The Samsung Gear 360 camera does a poorer job of stitching together the end pieces to produce a truly 360-degree experience.
I also don’t like that the Samsung requires one of the newest models of Samsung smart phone to pair with: the Galaxy S6 or newer. Mine is an S5, and I see no reason to upgrade to a much more expensive phone when the S5 is still working great for everything else.
The images produced by the Gear 360 camera are also meant to be viewed only by the Samsung Gear goggles. Samsung is being very proprietary.
The Ricoh Theta S, on the other hand, does an excellent job of stitching the ends seamlessly. The app works on any smart phone. Other than that, the two cameras seem about equal. These two advantages sold me on the Ricoh camera.
Both cameras can shoot videos, but the video quality is lousy. No consumer-priced camera yet has a truly high resolution ability. Their videos are usable if you view them in your own device (your cell phone or your headset), but if you upload them to YouTube or Facebook (both of which hope to make VR more popular), they lose quality drastically, ruining the immersive experience of “being there” in the scene.
The quality of the of Ricoh photo is worse than my smart phone’s camera, although it is much easier to use for creating a steady image. Certain lighting conditions make a better image than others, and I’ll cover that in a future post. The first photos I shot had trees in them, and the sky’s light coming through the tree tops produced purple edge-fringing on the tree branches and leaves. Ugh! As a professional photographer, I was happy to get away from purple fringing years ago when I replaced my inexpensive digital camera with a DSLR. Now I’m back to feeling like an amateur again.

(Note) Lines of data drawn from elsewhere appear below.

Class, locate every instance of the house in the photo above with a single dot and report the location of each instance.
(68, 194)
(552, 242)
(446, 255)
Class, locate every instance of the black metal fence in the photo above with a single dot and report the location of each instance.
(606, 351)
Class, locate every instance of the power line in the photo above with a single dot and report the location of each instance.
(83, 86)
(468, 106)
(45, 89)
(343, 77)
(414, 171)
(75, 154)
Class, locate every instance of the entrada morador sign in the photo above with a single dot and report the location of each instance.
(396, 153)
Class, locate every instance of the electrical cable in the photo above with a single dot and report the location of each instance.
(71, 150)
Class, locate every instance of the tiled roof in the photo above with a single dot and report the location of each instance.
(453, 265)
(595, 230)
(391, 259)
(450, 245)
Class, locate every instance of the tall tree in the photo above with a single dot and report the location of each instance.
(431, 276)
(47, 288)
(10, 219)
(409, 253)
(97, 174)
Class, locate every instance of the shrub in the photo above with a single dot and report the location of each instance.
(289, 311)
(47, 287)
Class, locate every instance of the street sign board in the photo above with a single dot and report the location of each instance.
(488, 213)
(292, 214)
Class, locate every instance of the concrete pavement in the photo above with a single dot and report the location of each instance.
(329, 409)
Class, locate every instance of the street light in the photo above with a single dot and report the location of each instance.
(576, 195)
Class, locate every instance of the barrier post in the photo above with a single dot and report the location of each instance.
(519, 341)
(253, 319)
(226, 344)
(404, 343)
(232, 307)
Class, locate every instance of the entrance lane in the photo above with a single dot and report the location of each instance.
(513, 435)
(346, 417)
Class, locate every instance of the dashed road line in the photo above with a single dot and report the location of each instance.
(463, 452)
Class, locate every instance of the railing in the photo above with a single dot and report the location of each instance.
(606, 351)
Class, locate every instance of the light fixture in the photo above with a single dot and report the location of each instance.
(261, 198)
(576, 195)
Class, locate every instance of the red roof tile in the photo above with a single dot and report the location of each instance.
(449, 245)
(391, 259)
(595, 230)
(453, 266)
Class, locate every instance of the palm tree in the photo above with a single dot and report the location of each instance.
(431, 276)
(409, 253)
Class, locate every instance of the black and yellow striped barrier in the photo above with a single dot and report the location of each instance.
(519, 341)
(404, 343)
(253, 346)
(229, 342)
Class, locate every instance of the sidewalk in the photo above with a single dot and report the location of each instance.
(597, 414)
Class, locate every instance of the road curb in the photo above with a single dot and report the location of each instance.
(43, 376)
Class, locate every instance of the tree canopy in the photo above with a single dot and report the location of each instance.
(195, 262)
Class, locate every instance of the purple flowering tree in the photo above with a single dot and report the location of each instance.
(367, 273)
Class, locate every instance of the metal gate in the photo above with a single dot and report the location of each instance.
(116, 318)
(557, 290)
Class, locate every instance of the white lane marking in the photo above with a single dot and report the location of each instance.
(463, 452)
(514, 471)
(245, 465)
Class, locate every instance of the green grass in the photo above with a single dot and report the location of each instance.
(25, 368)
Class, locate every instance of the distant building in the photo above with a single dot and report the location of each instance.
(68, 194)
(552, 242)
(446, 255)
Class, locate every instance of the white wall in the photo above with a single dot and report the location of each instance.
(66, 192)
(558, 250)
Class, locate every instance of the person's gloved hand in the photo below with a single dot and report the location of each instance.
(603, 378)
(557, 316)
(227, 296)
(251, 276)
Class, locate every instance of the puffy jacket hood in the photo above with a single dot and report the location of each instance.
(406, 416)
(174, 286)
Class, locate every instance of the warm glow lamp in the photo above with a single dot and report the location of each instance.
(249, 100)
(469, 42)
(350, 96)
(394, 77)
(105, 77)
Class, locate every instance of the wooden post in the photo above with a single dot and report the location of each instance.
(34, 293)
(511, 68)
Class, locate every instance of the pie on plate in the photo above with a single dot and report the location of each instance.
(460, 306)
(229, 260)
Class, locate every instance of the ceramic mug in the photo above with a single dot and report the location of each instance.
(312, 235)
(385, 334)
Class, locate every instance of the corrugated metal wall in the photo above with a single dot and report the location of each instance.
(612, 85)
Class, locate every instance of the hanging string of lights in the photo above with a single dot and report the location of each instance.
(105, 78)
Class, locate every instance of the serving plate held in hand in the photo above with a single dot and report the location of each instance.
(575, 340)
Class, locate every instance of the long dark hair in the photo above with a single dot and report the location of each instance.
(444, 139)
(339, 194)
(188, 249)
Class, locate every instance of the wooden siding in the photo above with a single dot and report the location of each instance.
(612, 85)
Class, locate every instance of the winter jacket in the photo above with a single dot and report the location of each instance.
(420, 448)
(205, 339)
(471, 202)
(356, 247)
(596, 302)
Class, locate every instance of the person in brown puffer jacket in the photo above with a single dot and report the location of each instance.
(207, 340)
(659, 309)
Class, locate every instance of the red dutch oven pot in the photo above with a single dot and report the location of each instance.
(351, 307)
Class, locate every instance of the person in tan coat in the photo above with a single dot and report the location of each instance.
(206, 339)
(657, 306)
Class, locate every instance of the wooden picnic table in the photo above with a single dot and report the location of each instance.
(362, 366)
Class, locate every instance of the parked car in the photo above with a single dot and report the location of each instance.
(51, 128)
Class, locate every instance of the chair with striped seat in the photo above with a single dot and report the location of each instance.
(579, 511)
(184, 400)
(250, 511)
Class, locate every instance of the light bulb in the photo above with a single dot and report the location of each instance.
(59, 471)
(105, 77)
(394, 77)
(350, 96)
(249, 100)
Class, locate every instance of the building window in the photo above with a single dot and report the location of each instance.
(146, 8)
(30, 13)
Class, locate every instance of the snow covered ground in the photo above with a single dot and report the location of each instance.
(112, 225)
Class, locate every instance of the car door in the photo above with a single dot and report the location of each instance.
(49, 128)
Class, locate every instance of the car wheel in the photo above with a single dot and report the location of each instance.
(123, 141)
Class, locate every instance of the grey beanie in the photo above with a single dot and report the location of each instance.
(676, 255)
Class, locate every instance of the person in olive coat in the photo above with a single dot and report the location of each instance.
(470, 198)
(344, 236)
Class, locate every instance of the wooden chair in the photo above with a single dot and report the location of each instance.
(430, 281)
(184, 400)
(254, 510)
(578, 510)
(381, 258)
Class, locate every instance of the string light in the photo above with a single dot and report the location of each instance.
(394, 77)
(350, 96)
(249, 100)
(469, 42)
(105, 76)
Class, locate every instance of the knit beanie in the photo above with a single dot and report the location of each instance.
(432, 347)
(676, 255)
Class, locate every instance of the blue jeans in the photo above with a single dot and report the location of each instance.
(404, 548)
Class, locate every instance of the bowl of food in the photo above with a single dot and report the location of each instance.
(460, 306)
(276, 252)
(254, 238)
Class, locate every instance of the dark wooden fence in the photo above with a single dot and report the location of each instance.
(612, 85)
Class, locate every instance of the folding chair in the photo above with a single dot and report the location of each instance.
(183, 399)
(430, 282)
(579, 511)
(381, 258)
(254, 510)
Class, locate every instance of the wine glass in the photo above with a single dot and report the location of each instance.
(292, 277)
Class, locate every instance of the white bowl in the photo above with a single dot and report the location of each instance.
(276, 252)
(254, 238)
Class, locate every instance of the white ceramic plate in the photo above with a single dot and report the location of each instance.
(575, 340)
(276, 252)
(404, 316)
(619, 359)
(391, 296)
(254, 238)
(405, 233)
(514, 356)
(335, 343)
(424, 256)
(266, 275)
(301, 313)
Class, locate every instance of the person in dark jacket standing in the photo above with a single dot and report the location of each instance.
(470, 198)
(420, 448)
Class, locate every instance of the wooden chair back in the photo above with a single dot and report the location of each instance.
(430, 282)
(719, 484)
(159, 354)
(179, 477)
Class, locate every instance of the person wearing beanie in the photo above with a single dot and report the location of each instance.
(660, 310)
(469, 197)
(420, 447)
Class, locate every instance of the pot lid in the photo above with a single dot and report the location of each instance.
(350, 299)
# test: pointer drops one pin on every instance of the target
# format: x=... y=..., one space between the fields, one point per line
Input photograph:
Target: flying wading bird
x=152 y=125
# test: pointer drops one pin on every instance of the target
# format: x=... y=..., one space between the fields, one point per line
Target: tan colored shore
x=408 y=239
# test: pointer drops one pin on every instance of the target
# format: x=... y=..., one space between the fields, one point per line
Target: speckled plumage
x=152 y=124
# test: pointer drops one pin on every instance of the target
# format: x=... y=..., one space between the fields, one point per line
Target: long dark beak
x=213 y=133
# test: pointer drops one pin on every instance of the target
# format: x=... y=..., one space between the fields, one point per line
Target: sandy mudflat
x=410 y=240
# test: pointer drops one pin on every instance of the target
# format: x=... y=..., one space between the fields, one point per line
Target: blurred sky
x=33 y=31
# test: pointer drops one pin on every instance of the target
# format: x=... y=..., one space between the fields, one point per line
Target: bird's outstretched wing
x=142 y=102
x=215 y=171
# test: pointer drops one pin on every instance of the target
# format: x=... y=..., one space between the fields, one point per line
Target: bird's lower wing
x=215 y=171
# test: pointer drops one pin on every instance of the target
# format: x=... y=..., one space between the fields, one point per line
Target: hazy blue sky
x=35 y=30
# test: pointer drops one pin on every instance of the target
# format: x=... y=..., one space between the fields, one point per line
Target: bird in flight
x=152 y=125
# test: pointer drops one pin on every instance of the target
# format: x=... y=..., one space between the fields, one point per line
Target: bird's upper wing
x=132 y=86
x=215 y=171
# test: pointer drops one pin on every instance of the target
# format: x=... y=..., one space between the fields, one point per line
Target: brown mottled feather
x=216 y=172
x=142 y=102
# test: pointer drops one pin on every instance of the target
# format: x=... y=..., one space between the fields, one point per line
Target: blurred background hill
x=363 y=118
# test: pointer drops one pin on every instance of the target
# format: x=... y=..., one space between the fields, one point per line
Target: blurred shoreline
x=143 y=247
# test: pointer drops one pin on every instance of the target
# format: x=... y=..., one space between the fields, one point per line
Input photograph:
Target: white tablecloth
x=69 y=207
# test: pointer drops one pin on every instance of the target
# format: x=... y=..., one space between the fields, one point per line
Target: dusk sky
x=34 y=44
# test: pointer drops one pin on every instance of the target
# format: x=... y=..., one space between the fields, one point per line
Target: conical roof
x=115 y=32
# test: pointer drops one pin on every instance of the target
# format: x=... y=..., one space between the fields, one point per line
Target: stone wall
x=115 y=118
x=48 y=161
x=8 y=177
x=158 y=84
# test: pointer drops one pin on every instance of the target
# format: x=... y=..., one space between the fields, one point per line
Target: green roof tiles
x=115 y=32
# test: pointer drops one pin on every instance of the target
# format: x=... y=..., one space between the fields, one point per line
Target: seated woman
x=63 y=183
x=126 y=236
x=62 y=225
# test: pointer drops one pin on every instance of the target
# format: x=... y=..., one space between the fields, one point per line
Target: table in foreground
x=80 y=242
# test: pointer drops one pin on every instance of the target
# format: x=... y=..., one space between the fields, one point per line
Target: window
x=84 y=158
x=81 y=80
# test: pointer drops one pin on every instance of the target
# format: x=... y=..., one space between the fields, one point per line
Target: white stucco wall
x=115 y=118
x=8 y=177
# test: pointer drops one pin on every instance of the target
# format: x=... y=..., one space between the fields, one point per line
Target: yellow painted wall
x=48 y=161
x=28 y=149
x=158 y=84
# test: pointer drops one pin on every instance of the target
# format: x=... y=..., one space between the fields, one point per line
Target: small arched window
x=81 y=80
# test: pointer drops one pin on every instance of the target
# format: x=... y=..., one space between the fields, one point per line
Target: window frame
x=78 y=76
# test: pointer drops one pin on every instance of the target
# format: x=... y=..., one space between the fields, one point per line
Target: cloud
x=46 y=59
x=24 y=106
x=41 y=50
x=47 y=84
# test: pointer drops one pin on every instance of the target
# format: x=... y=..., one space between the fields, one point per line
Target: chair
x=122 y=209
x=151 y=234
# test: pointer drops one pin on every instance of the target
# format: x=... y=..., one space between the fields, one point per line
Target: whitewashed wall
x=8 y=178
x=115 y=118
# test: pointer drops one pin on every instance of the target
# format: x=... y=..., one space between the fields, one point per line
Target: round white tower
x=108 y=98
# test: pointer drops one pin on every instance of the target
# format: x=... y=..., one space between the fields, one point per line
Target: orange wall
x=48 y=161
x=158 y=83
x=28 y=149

The Ricoh camera does not render colors as accurately as my phone’s camera nor as sharp. Graphics editing software can improve that somewhat. Mine includes a feature that fixes purple fringing, but in this case, there was too much fringing and not enough fixing. More time spent on optimizing the colors improved it further, actually making the fringes more blue than purple, which I can accept more easily since it’s the color of sky (although when the bright light of the sky is shot through trees, that part comes out white, not blue).
The good news is: After uploading the spherical photo into a website for displaying it (another future post will discuss such websites), the tops of the trees look far enough away that the purple is not noticeable — at least not enough to distract users from the “wow” factor of the VR experience.
As a perfectionist when it comes to professionalism, my initial frustrations with the camera’s resolution quality made me wonder if I had made a mistake buying a consumer-priced VR camera. I polled users to get their reactions. Here are some replies:
“I had a look at the newly uploaded images and no, I do not think they look as ‘real’ as the others [shot with my cell phone]. The first images were sharper and it felt like I was really walking in your garden. These latest ones are less convincing, in my opinion.”
“What you’ve posted is so peaceful and the scenery is conducive to ‘being in touch’ with God.”
“I think the images are just fine now with the camera you have and I enjoy the scenery as it is.”
“My 15-year-old techno kid, Greg, took a look at the VR footage and we both felt it looked really good on our home PC. Quite real and no purple tinge on trees. Greg looked at the images on his Samsung phone and said it wasn’t nearly as good. It was more pixilated.”
“I think it’s extremely clear and detailed. Really a wonderful ‘place’ to go for contemplation. Yes, it’s still a wow!”